Because CFS interfaces with the operating system kernel as a file system driver rather than as a shell/GUI (e.g. Windows Explorer) plugin, all of your applications can access files inside CFS just like any other file on your hard drive, even if those applications are not aware of CFS. CFS simply looks like another hard drive with a different drive letter (on Windows) or another file system with a different mount point (on Linux or Macintosh).
Once CFS downloads a file for the first time, the file is cached locally on your hard drive, so subsequent accesses to that file are just as fast as your local disk.
When you work from a site with a slow network link to your source control repository, downloading files can be even slower. Cascade provides a proxy server called Cascade Proxy that caches files that have already been downloaded by other users. With Cascade Proxy, you don't have to waste time downloading files that other people already downloaded earlier.
You don't need to explicitly install a Cascade Proxy server. The Cascade Proxy server is built into the Cascade File System service, so any computer running CFS can also potentially act as a proxy server. To use a proxy, you just need to specify the proxy server's hostname during the Cascade install process, and Cascade will automatically route all requests through the proxy.
Using Cascade Proxy is entirely optional. All Cascade functionality works with or without the proxy server.
Cascade provides an automated build and regression test environment, sometimes known as a "continuous integration" system. You can set up builds and tests through its Cascade Manager web interface and run these builds and tests on a farm of PCs running the Cascade Worker software. When someone breaks a build or regression test, Cascade Manager can send out an email letting you know. You can see the status of these builds and tests, look at their log files, and download their results from the web interface.
Once you've set up your automated builds and tests, you can clone a pre-built, pre-tested CFS tree from Cascade Manager. Cloning is nearly instantaneous, because you don't need to download any files from the repository to clone. The cloned tree contains not just all the files in your source control repository but also all of the output files produced by your builds and tests. You can access these output files just like any other file in the file system. Cloning allows you to get started on development and testing right away, without having to wait for a build to complete.
When you clone a tree, you can tell Cascade Manager to give you the last known good revision rather than the latest revision. The last known good revision is the most recent revision where all builds and tests have completed and passed. By cloning last known good, you know that you are starting with a tree that works, rather than grabbing the latest revision and hoping that someone hasn't broken things recently.

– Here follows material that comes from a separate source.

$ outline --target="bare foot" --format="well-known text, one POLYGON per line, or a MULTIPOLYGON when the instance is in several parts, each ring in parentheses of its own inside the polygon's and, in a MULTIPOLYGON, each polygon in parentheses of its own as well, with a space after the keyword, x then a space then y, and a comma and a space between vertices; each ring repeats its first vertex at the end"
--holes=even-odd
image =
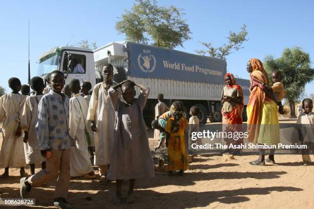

After cloning a tree and making changes to it, you can checkpoint your changes, or upload them onto Cascade Manager for safekeeping. Unlike a commit to your repository, a checkpoint will never break anything. A checkpoint is a lightweight way to save your changes without permanently recording them for posterity in the repository. Once you've created a checkpoint, you or another person can clone a new tree from the checkpoint, so checkpointing is a fast and easy way to hand off changes between engineers.
Cascade Manager can kick off the builds and tests affected by a checkpointed change. This way, you can know what your change might break before you commit it, rather than hoping for the best after you commit it. This is especially helpful for cross-platform development, where it can take a lot of time and effort to manually verify that your software builds and runs on each of your target platforms.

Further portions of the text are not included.